John Milton trabajaba en una finca en la parte alta de La Sonora, en Trujillo. Se ocupaba únicamente de rendir en los cultivos. Nada más. Por eso no le preocupaba si el que se le atravesaba en el camino era guerrillero o del ejército. Los saludaba por igual. Para él era lo más normal como ocurría con muchas familias de la zona. Pero, esa mínima demostración de cortesía era interpretada en esa y cualquier otra área geográfica, como una abierta demostración de colaboración con el enemigo. Las locuras y la paranoia de quienes estaban inmersos en la guerra.
Doña Liduvina lo buscó por cielo y tierra y nunca tuvo noticias del joven. Concluyó que se encuentra enterrado en una de las fosas comunes que alojan a las 200 mil víctimas del conflicto colombiano, como lo anunció la directora del Instituto Nacional de Medicina Legal y Ciencias Forenses, Claudia García. Lo hizo en el marco de las investigaciones en el cementerio de Dabeiba, Antioquia, donde se adelantan labores forenses por casos de exhumaciones que fueron entregados por parte de la Jurisdicción Especial para la Paz (JEP)
Al escuchar la noticia, unos se sorprendieron; no faltó quien comentó que la cifra estaba sobredimensionada y, alguien más, en un dejo de solidaridad comentó: “Muy tenaz, pobres familias”.
Pero minutos después estaban entretenidos con Madonna y el chisme de que está saliendo con un joven de 25 años; el video donde Maluma baila sensualmente muy pegadito a otra persona o sobre los componentes de la nueva mascarilla facial que retrasa el envejecimiento. Hasta allí llegó todo. ¿Y de las víctimas? A un segundo plano, como si nos diera vergüenza admitir la gravedad del asunto.
Lo que ocurre en los velorios que se convierten en el espacio para reencontrarse, comentar sobre lo buenona que está la catana de allá, beber tinto y mirar con insistencia el reloj como diciendo: “¿A qué horas acaba esta vaina?”
No podemos perder las proporciones
Doscientas mil víctimas en fosas comunes, son tanto como la población de una ciudad como Tuluá. Algo que se nos dificulta dimensionar, pero que es real.
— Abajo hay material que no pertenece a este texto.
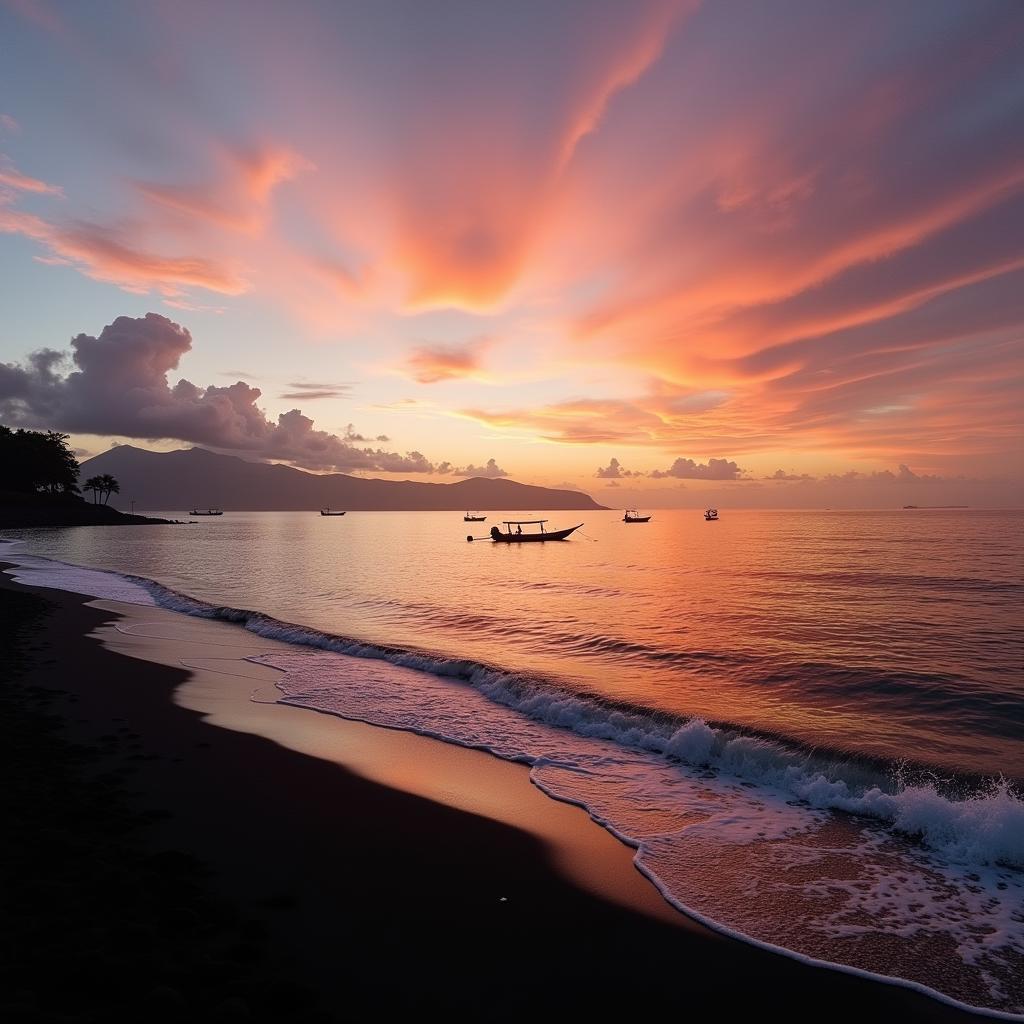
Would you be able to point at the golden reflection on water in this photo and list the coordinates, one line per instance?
(894, 634)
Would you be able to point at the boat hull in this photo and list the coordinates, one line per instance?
(555, 535)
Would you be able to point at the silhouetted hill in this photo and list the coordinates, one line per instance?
(195, 477)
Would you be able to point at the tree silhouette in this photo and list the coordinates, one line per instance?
(34, 461)
(110, 486)
(95, 484)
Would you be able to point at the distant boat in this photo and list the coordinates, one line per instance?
(516, 536)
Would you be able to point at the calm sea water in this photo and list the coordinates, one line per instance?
(809, 723)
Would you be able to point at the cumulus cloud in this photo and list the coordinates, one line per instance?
(118, 384)
(492, 469)
(687, 469)
(614, 471)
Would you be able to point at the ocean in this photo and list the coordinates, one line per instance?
(809, 724)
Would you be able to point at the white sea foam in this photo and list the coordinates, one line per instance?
(736, 829)
(76, 579)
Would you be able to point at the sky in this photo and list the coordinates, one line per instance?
(665, 252)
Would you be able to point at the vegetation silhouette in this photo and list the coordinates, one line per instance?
(102, 485)
(35, 462)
Imagine hombres, mujeres y niños distribuidos en las más de 3000 fosas comunes y cementerios que hay en el país, la mayoría de ellas aún sin identificar.
Los que no olvidan el drama, son sus familiares. Póngase en sus zapatos. Comprobará que los colombianos no podemos perder la capacidad de asombro ante lo que pasó y, aún, lo que está ocurriendo.
Anualmente se logra identificar entre un 1 y un 2% de esos cuerpos, a los que Medicina Legal les hace necropsia medica legal. Un buen número quedan sin identificar.
Lo de Colombia es apenas comparable con el exterminio sistemático de los pueblos indígenas latinoamericanos y menor a los asesinatos de líderes sociales en Nicaragua, el Salvador, Chile y Argentina. Grave por donde se le mire.
A responder ante la justicia
Ningún colombiano que se precie de amar su patria, debe perder la capacidad de asombro frente a lo que ocurrido y lo que está pasando, que empaña el corazón de las familias, generalmente muy humildes.
Los responsables deben comparecer ante la Jurisdicción Especial para la Paz (JEP) y recibir el castigo proporcional a lo que hicieron. Eso no paliará el dolor, pero, al menos, dejará la sensación de que no hemos perdido nuestra capacidad de asombro. Porque lo que ocurrió, no debe repetirse jamás.